Hongdao Qian is a Doctor of Jurisprudence and earned a post-doctorate degree in economics. He is the first post-doctorate scholar doing research on the intersection of law and economics. He undertakes an economic analysis of law from the new point of view of Chinese characteristics, has done theoretical work on corporate law, economic law, and comparative law. Before joining Guanghua Law School of Zhejiang University as a professor of law, Professor Qian was a scholar and professor in the graduate school of the Chinese Academy of Social Science, and a senior visiting scholar of Waseda University in 2001. He was also the administrative assistant editor of the Chinese Academic Yearbook, vice-chairman of the China Society of Comparative Law, Chairman of the Board of Supervisors of the China Venture Capital Co., Ltd., commissioner of the Investment Decision Committee, director and vice dean of China Venture Capital Research Institute, and chairman of the Society of Commercial Law of Zhejiang Province, China.
Leslie Kuan-Hsi Wang is the Assistant Dean and Professor of Law at the Zhejiang University Guanghua Law School in Hangzhou, China and an Adjunct Associate Professor at the Shizouka University Law School in Shizouka, Japan.
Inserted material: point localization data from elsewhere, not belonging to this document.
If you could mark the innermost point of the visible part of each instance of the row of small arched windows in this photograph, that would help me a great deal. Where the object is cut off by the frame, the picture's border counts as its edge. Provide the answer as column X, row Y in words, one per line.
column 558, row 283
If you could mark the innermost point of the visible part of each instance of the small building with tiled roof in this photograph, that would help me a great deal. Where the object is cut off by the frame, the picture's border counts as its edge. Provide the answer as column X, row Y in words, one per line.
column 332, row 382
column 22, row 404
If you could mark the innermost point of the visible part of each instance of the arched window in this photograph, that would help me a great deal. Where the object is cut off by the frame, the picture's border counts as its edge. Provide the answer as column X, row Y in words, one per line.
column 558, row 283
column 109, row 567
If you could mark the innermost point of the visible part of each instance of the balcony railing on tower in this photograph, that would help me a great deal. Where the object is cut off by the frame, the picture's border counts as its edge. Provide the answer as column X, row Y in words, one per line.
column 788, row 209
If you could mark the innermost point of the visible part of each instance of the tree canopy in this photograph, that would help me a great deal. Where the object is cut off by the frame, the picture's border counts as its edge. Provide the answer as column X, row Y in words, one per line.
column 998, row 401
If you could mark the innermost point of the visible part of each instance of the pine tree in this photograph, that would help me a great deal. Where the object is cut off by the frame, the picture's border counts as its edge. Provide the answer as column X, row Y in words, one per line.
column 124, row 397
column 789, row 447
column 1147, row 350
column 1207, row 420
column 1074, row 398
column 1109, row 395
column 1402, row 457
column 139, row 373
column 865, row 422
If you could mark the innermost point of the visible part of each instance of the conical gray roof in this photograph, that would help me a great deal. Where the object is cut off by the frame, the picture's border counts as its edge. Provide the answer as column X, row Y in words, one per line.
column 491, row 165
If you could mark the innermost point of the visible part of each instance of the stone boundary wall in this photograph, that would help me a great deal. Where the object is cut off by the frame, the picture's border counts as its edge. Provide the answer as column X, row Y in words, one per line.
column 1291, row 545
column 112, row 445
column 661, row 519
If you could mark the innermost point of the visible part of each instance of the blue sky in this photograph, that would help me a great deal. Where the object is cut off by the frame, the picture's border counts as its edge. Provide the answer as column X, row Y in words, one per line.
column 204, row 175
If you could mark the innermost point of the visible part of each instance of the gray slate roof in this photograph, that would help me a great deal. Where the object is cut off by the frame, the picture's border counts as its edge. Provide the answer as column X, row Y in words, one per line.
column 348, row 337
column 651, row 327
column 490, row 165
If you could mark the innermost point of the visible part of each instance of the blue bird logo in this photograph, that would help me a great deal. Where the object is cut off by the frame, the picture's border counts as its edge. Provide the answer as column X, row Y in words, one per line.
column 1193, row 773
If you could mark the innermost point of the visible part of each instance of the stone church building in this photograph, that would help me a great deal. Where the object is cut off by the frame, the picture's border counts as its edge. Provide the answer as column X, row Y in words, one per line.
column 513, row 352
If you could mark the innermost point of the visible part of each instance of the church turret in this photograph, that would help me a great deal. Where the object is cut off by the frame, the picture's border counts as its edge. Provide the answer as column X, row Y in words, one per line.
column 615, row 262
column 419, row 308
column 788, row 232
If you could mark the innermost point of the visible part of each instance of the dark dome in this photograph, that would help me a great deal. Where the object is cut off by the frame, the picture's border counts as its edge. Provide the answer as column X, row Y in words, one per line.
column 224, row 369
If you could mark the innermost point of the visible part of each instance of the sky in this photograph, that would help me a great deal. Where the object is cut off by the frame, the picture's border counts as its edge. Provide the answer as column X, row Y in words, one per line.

Professor Wang has been a visiting scholar at the Harvard-Yenching Institute in Cambridge, Massachusetts in the U.S. and the Soochow University Law School in Taipei, Taiwan and a postdoctoral researcher at the Renmin University of China Law School in Beijing, China.
Jun Zhais is an Associate Professor at Guanghua Law School, Zhejiang University. He currently serves as the head of Research Institute of International law, Zhejiang University. He earned his J.D. at Cornell Law School, LL.M. at Harvard Law School, and LL.B. at Zhejiang University. Before joining Guanghua Law School, he was a visiting scholar at Harvard Law School, East Asian Legal Studies. He also worked as a corporate associate at Mintz Levin Cohn Ferris Glovsky and Popeo P.C. and Kirkland & Ellis International LLP, where he focused his practice on mergers, acquisitions, private equity, public offerings, and private placements. He has published widely on international economic law and comparative law in top journals. He is a Director and Deputy Secretary-General of Commercial Law Section, Law Society of Zhejiang Province. He also serves as a Director of International Economic Law Section, Law Society of Zhejiang Province.